The Tellers focus on how this trend hurts relationships between parents, but it also hurts parents’ individual happiness. (My ex-wife and I didn’t get divorced because childrearing destroyed our relationship. In fact, childrearing was just about the only thing (besides politics) that we were always on the same page about.) It’s weird and miserable for an adult to subsume every desire to the needs of a child for fifteen or twenty years. And it’s destructive: “Children who are raised to believe that they are the center of the universe,” the Tellers observe, “have a tough time when their special status erodes as they approach adulthood.” And parents who spend every waking moment schlepping their children from one structured activity to another turn into bitter people who lack the patience to deal evenhandedly with the poor treatment that their children will invariably inflict on them.

In this last regard, I think my ex and I have done things right. We have no qualms about leaving our children wholly to their own devices so that we can do important things like sleep in, nurse a cup of coffee, or linger over a newspaper. I live companionably with my kids, and enjoy their company. Mostly, they don’t feel like too much of a burden. I don’t hit them, I don’t yell at them a lot, and I seldom feel bitter about the things I have to do to keep them alive and happy (except laundry, which they generate at a startling rate). They are happy and they make me happy, and that seems like one of the best conceivable reasons to decide to do something.

Here it bears mentioning, since this is a website about personal finance, that the reason I can choose to ignore financial hardship to do something that makes me happy is because I have tremendous unearned advantages in my life. My ex and I each earn about twice the average American salary and have jobs that provide good health insurance. For widely differing but wholly circumstantial reasons, we both went to good high schools and colleges, and emerged without significant debt. The fact that even with our resources, something as fundamentally human as raising children has proved economically challenging should make everyone realize just how tragically off kilter our nation’s economic system is.

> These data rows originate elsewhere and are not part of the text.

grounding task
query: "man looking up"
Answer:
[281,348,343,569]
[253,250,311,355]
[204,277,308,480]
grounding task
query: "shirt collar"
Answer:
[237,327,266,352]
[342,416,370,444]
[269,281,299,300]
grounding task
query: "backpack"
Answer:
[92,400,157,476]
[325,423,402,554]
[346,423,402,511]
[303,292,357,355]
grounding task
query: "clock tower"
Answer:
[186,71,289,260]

It should also cause people in uncertain financial circumstances who are not (as I was) decidedly predisposed to having children to think long and hard about the decision. As our commenter rightly pointed out, there are enough people in the world already. I may delude myself into thinking that I am doing everyone a service by raising well-spoken young socialists, but I know in my heart that it is, in some regards, a selfish endeavor, and that I am privileged to take it on with relative ease. And children aren’t automatically wonderful. As the Tellers note, “That guy at the office who everyone thinks is a jerk was a kid once upon a time, and there’s a pretty good chance that his parents also noticed that he could be a jerk.”

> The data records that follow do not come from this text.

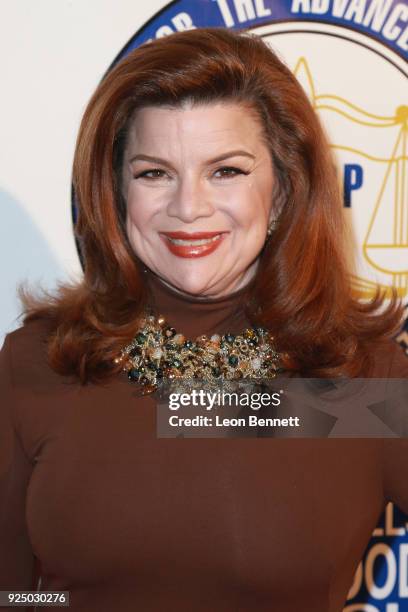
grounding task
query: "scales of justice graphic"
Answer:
[294,57,408,299]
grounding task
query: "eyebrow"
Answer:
[130,149,255,166]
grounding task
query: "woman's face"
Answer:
[122,103,273,297]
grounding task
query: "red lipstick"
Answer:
[160,232,228,258]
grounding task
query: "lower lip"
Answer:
[160,234,225,259]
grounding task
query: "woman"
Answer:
[0,29,408,612]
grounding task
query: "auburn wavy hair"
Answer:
[22,28,402,383]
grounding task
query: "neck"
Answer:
[145,270,252,339]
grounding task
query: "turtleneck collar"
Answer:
[145,271,252,339]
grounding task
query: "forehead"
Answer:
[127,102,263,152]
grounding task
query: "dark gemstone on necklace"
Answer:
[129,346,142,357]
[128,368,141,382]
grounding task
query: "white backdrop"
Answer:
[0,0,167,345]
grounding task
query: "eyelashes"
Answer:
[133,166,249,181]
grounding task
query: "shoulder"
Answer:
[367,338,408,378]
[1,319,64,387]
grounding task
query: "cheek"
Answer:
[228,181,272,232]
[126,185,161,231]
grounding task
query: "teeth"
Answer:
[168,234,221,246]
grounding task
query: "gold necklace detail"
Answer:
[115,314,283,395]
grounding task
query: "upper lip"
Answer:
[160,231,225,240]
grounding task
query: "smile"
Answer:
[160,232,226,258]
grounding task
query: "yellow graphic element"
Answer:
[294,57,408,298]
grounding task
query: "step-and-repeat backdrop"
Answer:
[0,0,408,612]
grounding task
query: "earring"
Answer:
[266,219,278,238]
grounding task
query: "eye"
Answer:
[133,168,166,180]
[214,166,248,178]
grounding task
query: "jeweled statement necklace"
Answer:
[115,313,283,395]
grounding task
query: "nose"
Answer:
[167,176,214,223]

And really, having a kid who’s a jerk is the least of it (jerks can be a lot of fun). Having children is altogether a crapshoot. They may be born ill, or develop grave illnesses later, which won’t keep us from loving them and caring for them, but will tax us and make us sad and disconnect us from other people we love and care for. They may be kind but wild, and hurt us in ways we can’t even imagine. And at the very best, children are woefully expensive to raise. If anything else required so much and promised so little financially, we would call the cost “prohibitive.”

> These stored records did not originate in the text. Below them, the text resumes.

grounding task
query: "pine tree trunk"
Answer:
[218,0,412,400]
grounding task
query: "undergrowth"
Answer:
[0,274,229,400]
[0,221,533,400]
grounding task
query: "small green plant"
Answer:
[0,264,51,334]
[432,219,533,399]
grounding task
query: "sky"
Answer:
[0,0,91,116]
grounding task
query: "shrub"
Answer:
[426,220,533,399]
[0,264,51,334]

All of that is not to say that people with unstable finances should not have kids, nor that my ex-wife and I are a model of good planning or good parenting. All I can say with certainty is that I really like children, I decided to have them without nearly the level of consideration that the project deserved, and I’ve been extraordinarily lucky to have it work out so well.

Josh Michtom is a public defender in Hartford, Connecticut. He spends way too much of his spare time decorating his children’s school lunch bags. His views do not necessarily reflect those of his employer.